Friday 14 August 2015

Big number, small number, big number.

From The Daily Mail:

Nearly 40 per cent of council flats sold off at a discount in the last 35 years are now being rented out privately to tenants, a Freedom of Information request has revealed.

Responses by 91 councils show they have sold a combined 127,762 council flats and maisonettes since Right to Buy was introduced in 1980, the request by magazine Inside Housing has unearthed. However, of these, nearly 48,000 leaseholders are registered as living away from the ex-council property, which suggests they rent it out privately. This is 38 per cent of all those sold...

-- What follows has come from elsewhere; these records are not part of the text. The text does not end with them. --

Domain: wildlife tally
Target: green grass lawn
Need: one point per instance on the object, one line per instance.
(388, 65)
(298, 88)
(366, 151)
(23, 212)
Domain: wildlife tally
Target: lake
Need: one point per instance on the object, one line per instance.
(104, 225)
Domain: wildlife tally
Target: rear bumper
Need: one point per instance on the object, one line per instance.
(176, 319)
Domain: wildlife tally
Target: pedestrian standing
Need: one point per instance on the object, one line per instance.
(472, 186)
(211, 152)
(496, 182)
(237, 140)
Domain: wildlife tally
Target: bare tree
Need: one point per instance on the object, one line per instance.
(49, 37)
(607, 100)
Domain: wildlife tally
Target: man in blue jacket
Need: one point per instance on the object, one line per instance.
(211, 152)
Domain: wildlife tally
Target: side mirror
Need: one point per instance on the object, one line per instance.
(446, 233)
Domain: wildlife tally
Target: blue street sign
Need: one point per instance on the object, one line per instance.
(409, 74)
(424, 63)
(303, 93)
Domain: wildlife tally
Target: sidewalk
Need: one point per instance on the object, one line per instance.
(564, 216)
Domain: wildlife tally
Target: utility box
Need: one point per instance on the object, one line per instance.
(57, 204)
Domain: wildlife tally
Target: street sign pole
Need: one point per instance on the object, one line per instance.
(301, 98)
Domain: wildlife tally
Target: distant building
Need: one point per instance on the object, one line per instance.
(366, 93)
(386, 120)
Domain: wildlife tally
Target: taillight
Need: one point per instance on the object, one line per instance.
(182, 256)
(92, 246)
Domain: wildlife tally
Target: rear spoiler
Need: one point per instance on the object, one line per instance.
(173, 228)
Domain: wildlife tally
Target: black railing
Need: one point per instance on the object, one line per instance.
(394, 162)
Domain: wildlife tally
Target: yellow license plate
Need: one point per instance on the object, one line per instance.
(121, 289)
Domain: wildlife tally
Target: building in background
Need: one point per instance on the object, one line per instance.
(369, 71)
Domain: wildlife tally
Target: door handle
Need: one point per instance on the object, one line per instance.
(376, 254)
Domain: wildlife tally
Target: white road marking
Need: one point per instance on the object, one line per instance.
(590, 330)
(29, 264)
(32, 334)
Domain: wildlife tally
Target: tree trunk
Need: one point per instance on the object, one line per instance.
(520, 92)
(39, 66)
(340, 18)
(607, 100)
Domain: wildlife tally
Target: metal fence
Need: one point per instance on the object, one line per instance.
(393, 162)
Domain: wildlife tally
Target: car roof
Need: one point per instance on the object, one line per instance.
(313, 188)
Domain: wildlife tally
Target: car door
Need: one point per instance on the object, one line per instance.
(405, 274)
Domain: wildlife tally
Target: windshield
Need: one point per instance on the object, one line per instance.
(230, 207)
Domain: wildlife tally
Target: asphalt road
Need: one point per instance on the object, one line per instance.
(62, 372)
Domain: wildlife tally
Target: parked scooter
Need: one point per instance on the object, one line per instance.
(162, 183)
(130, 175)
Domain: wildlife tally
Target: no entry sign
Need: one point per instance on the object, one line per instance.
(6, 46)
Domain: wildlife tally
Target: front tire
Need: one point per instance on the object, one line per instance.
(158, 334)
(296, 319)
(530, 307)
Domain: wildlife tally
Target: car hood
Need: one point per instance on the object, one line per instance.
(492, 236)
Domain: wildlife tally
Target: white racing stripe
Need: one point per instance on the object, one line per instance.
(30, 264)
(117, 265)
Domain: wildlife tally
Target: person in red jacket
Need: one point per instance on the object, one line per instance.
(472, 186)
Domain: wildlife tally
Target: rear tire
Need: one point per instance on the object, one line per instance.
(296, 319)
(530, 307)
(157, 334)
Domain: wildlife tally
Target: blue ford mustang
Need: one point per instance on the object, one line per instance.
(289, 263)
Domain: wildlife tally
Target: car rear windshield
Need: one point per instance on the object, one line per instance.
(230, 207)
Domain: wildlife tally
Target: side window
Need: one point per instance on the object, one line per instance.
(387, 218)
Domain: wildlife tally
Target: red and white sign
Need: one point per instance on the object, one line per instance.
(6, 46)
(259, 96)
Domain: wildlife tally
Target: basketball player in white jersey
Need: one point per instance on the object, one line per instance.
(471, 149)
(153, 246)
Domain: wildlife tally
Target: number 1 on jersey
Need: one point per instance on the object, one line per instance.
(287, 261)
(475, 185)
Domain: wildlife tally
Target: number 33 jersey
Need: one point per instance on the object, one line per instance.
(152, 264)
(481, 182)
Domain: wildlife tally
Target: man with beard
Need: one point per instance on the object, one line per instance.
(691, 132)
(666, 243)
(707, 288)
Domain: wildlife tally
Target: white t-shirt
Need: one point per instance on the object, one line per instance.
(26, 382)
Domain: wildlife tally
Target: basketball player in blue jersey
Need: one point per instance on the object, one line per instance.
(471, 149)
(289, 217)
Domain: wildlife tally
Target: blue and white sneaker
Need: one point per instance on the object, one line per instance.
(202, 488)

Pat Callaghan, cabinet member for housing in Labour-led Camden, told the magazine: 'Over the years, I have seen many of our estates become virtual honey pots for estate agents and landlords.'


Big number

Forty per cent is roughly what we already knew, and for a depressingly large amount of those, the local council is now paying 'market rate' Housing Benefit and the banks in turn will be collecting a large chunk of that in mortgage interest, so the whole thing is a massive waste of taxpayer's money and is a piss-poor way of increasing owner-occupation levels, which was the ostensible reason for doing this. It's not just a honeypot for estate agents and landlords, it is a massive freebie for the banks who couldn't earn anything from council housing but can now merrily lend ever larger amounts to enable ex-council homes to be bought and sold.

Small number

But hang about, 127,762 is a surprisingly small number, as one commenter points out, that's an average of less than 1 flat per local council per week for the last 35 years.

Big number

Yes, that's because only 91 councils responded out of about 300, and this survey only relates to ex-council flats and does not include ex-council houses. The total number of council homes sold under Right To Buy is of course more like 1.5 million.

3 comments:

Rich Tee said...

Thatcher's government didn't foresee the emergence of the Buy to Let mortgage in 1996 (although it was their changes to the Housing Act that made these mortgages possible because they made it much easier to get tenants out of a property).

Bayard said...

"and is a piss-poor way of increasing owner-occupation levels, which was the ostensible reason for doing this."

But an effective way of getting people to vote for whoever's in power at the time, which is no doubt the real reason.

Random said...

https://mobile.twitter.com/pmharper/status/632949975761092608?ref_src=twsrc%5Egoogle%7Ctwcamp%5Eserp%7Ctwgr%5Etweet
This propaganda is just brilliant. Simple but brilliant.